Five years after the passage of Title IX, Seattle University started a women's basketball program, with the hope of building it to see success similar to that enjoyed by the men's basketball team in the previous 25 years. Cathy Benedetto, a local legend as a player and high school coach, was brought in to lead the way, and she came to Seattle U with innovative ideas.
One of those ideas was to set up an exhibition game between her team and the national team of the Soviet Union, which was scheduling a tour of the United States to prepare for the 1980 Olympic Games in Moscow.

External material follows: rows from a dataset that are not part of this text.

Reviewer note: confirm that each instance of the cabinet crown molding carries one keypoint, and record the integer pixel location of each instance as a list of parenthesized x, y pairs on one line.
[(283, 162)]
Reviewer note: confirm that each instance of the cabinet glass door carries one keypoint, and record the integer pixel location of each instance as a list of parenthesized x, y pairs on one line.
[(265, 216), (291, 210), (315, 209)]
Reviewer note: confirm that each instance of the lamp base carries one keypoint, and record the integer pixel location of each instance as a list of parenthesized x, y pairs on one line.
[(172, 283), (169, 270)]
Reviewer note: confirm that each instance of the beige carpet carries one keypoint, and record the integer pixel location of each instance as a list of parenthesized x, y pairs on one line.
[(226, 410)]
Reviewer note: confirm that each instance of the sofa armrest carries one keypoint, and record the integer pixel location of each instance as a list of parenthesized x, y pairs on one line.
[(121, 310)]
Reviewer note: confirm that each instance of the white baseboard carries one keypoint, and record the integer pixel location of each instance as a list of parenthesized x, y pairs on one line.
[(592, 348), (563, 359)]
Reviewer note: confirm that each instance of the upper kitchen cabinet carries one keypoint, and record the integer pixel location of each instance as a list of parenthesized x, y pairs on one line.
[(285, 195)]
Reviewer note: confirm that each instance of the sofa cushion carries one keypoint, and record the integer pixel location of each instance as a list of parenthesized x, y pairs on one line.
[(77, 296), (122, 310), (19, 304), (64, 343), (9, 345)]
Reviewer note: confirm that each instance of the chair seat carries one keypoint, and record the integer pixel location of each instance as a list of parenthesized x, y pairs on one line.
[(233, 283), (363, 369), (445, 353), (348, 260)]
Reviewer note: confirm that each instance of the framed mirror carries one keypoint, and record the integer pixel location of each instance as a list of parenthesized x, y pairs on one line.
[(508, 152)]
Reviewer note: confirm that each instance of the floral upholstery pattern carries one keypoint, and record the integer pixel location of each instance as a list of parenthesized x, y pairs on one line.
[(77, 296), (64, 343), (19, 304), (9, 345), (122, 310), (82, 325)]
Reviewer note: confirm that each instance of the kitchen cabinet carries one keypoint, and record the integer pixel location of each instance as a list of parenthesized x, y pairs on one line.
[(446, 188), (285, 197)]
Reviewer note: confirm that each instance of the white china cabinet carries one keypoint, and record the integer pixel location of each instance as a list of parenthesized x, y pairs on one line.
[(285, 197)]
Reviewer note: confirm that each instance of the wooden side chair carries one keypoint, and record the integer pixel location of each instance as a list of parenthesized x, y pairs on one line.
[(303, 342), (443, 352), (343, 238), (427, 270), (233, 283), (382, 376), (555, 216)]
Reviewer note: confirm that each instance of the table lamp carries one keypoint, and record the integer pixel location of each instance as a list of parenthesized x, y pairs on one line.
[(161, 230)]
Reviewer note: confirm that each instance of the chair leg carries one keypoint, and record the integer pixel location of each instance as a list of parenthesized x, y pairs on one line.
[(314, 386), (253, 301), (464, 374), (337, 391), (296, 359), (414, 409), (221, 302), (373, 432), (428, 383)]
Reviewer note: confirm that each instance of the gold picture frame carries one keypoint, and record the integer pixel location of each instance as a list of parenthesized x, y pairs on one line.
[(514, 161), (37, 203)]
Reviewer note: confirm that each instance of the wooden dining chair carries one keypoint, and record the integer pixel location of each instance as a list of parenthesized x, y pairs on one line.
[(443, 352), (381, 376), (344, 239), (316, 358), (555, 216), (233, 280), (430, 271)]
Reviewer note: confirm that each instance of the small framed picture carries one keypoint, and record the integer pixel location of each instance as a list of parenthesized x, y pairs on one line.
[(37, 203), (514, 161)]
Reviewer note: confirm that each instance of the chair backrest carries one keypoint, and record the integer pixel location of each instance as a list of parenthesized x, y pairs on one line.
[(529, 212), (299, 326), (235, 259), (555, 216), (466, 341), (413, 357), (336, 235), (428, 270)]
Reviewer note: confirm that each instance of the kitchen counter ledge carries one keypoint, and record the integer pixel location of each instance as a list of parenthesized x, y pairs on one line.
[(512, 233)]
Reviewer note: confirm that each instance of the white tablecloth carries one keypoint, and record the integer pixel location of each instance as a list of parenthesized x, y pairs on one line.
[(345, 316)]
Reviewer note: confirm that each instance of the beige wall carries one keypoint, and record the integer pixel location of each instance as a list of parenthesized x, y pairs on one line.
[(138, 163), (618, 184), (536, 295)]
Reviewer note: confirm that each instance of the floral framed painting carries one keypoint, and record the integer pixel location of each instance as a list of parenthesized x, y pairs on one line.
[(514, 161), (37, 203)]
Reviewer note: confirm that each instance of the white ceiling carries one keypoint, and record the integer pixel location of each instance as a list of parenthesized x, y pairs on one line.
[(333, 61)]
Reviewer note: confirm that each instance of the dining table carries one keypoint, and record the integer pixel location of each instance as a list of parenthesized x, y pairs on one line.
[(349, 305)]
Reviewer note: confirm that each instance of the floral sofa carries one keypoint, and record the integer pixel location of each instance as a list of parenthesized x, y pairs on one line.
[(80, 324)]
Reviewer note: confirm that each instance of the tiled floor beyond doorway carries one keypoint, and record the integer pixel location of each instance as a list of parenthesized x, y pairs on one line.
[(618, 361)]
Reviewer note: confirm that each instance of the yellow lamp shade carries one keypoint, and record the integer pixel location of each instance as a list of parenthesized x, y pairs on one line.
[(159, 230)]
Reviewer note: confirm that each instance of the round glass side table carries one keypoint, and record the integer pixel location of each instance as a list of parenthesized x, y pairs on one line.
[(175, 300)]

Using connections she established as a player for the United States national team at the 1967 World University Games and Pan-American Games, she successfully put everything together, including convincing athletic director Ed O'Brien to allow her squad to face the USSR.
On December 6, 1979, the Seattle University women's basketball team made history. On that night almost 33 years ago, the women took on the Soviet Union national women's basketball team in the Kingdome, at the time setting the record for the highest attended women's basketball game in Washington state history.
Seattle U and the city of Seattle took significant steps to publicize the game. The night before the women's basketball game, the Seattle Supersonics, the defending NBA champions, hosted the Utah Jazz at the Kingdome, and the Seattle U women's basketball team was introduced to the crowd at halftime of that contest.
Among the then-record crowd estimated at 7,200 was Washington governor Dixy Lee Ray. At the time, that represented the biggest crowd the Russians had drawn on their American tour. The game was being held at the Kingdome because the Seattle Center Coliseum was undergoing renovations at the time.
The Soviet Union team had a little trouble getting used to the unusual shooting background at the Kingdome, missing its first few field goal attempts as Seattle U took an early 4-0 lead. However, once the Soviets adjusted to the background, they showed why they were considered the best women's basketball team in the world, going on to defeat Seattle U, 135-45.
Seven different Soviets scored 18 points in the contest, including seven-footer Uljana Semenova, who only played a few minutes of each half. C.J. Sealey led the SU women with 15 points, including 11 free throws.
Semenova, the Soviet star who dwarfed almost anyone she came across at the time, was the first non-American woman inducted into the Naismith Basketball Hall of Fame. She was regarded as the best women's basketball player of the 70's and 80's, and belonged to the inaugural class of the Women's Basketball Hall of Fame in 1999.
When the seven-footer was not on the court, the Soviet Union still enjoyed a significant height advantage over Seattle U, with players at 6-5, 6-3, 6-3, 6-1, and 6-0. Seattle U had two players listed at 6-2 (April Lewallen and Debbie Henderson), with Sue Turina coming in at six-foot tall, at least a full foot shorter than Semenova, making for a memorable photo of the opening tip.
A month after the game, The Spectator, Seattle University's student newspaper which was on winter break at the time of the contest, ran a full-page summary of the game that showed pictures of a significant crowd watching the noticeably taller Soviets battle the Chieftains. The page bore the headline "Dome Diplomacy."
The Soviet Union squad would go on to win the gold medal at the 1980 Olympics, while Seattle U advanced to the AIAW playoffs for the third straight year, defeating Oregon State and Eastern Washington before losing to Oregon in the regional finals in front of 4,200 fans, the largest crowd to watch a Region IX tournament championship.
The women's basketball program had succeeded in gaining much-needed publicity as it continued to rise within the Seattle U athletic department. That game against the Soviet Union is definitely one of the benchmarks in the 35-year history of women's basketball at Seattle University.